Pour l'heure, le CHU de Grenoble assure ne demander à aucun professionnel de porter ces masques en tissu. Néanmoins, ils constituent "une solution alternative" pour la direction. "On garde l'idée en tête en suivant de très près les recommandations, précise l'hôpital. On ne ferme pas de porte."
 

L'exécutif reconnaît un manque de masques

Pour rappel, le gouvernement a reconnu mercredi 18 mars un manque de masques, selon nos confrères de l'AFP. "La France a connu des difficultés logistiques dans la fourniture de masques, alloués en priorité aux soignants", a consenti Sibeth Ndiaye à l'issue du Conseil des Ministres. "Nous avons mis sous tension, notre appareil de production qui n'a pas des capacités extensives, a-t-elle précisé. C'est pour cela que nous avons une gestion parcimonieuse de ces masques avec priorité absolue aux soignants."

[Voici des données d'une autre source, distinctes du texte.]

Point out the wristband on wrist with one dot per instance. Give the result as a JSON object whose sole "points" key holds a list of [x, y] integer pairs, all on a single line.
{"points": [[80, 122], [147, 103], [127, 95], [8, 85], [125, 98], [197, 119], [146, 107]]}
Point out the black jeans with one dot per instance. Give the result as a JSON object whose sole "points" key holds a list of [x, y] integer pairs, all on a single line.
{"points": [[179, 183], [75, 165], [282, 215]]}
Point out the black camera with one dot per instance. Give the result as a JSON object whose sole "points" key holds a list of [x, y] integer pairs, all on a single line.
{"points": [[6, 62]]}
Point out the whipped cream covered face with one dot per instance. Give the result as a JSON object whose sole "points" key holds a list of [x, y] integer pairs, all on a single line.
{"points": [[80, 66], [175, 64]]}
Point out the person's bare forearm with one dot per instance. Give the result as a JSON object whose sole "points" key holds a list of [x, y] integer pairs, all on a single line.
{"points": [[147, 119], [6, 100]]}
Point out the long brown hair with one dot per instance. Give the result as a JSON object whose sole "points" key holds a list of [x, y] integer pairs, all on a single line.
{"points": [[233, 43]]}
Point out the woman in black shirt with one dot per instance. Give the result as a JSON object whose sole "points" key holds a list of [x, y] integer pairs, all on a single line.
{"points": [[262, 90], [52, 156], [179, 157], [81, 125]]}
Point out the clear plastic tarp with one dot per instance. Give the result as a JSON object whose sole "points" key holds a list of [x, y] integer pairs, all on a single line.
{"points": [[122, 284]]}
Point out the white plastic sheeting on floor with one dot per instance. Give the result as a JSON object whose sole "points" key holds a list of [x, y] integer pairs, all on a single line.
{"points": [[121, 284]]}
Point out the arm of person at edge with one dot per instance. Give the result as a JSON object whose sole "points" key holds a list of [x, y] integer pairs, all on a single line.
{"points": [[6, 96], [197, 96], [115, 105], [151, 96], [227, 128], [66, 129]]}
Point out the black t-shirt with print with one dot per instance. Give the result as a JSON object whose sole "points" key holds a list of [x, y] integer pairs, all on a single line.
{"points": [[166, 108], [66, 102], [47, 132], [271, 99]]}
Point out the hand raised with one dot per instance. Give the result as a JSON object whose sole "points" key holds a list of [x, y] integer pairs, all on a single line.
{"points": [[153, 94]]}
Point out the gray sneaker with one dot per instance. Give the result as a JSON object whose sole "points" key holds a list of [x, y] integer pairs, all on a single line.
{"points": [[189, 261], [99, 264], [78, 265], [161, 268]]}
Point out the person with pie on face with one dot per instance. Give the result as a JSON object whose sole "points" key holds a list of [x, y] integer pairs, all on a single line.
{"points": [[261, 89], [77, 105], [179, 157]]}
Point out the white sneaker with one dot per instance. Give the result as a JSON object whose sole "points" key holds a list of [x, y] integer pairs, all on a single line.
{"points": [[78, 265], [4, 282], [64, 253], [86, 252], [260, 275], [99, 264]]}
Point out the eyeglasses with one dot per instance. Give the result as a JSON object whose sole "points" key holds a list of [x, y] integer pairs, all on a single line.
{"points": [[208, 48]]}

De nombreux médecins, surtout en ville, mais aussi infirmières ou dentistes se plaignent en effet de ne pas recevoir de masques, indispensables pour se protéger. De son côté, le CHU de Grenoble rationne depuis vendredi 13 les masques chirurgicaux pour le personnel soignant qui ne prend pas en charge les patients atteints du coronavirus.

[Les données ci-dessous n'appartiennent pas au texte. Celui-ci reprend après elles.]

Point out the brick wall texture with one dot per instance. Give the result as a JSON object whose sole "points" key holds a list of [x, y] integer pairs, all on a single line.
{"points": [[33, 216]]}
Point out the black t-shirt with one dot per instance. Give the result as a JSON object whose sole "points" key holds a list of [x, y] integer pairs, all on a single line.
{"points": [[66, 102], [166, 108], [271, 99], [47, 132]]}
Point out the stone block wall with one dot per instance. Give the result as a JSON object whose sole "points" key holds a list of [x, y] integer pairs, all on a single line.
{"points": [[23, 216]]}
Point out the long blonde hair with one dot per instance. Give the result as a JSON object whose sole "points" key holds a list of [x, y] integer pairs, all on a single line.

En effet, la direction recommande en ce moment à ces soignants, "en se basant sur les recommandations nationales", de n'utiliser qu'un à deux masques par jour pour éviter l'épuisement des stocks. La société française d'hygiène recommande, elle, de "ne pas dépasser 4 heures pour le port d'un masque", ce qui est possible avec deux masques par jour. En temps normal, ils doivent être changés toutes les deux ou trois heures.
 

"Toutes les livraisons sont en cours"

"La France a déjà déstocké 25 millions de masques sur ses stocks stratégiques et vient encore d'en déstocker pour 27 départements particulièrement touchés par la pénurie", avait expliqué Sibeth Ndiaye mercredi 18 mars. 

En outre, "plus d'une dizaine de millions de masques seront aussi livrés vers les hôpitaux. Toutes les livraisons sont en cours ou effectuées déjà", avait ajouté le directeur de la Santé Jérôme Salomon. Pour sa part, le CHU de Grenoble affirme avoir été livré "dans la semaine".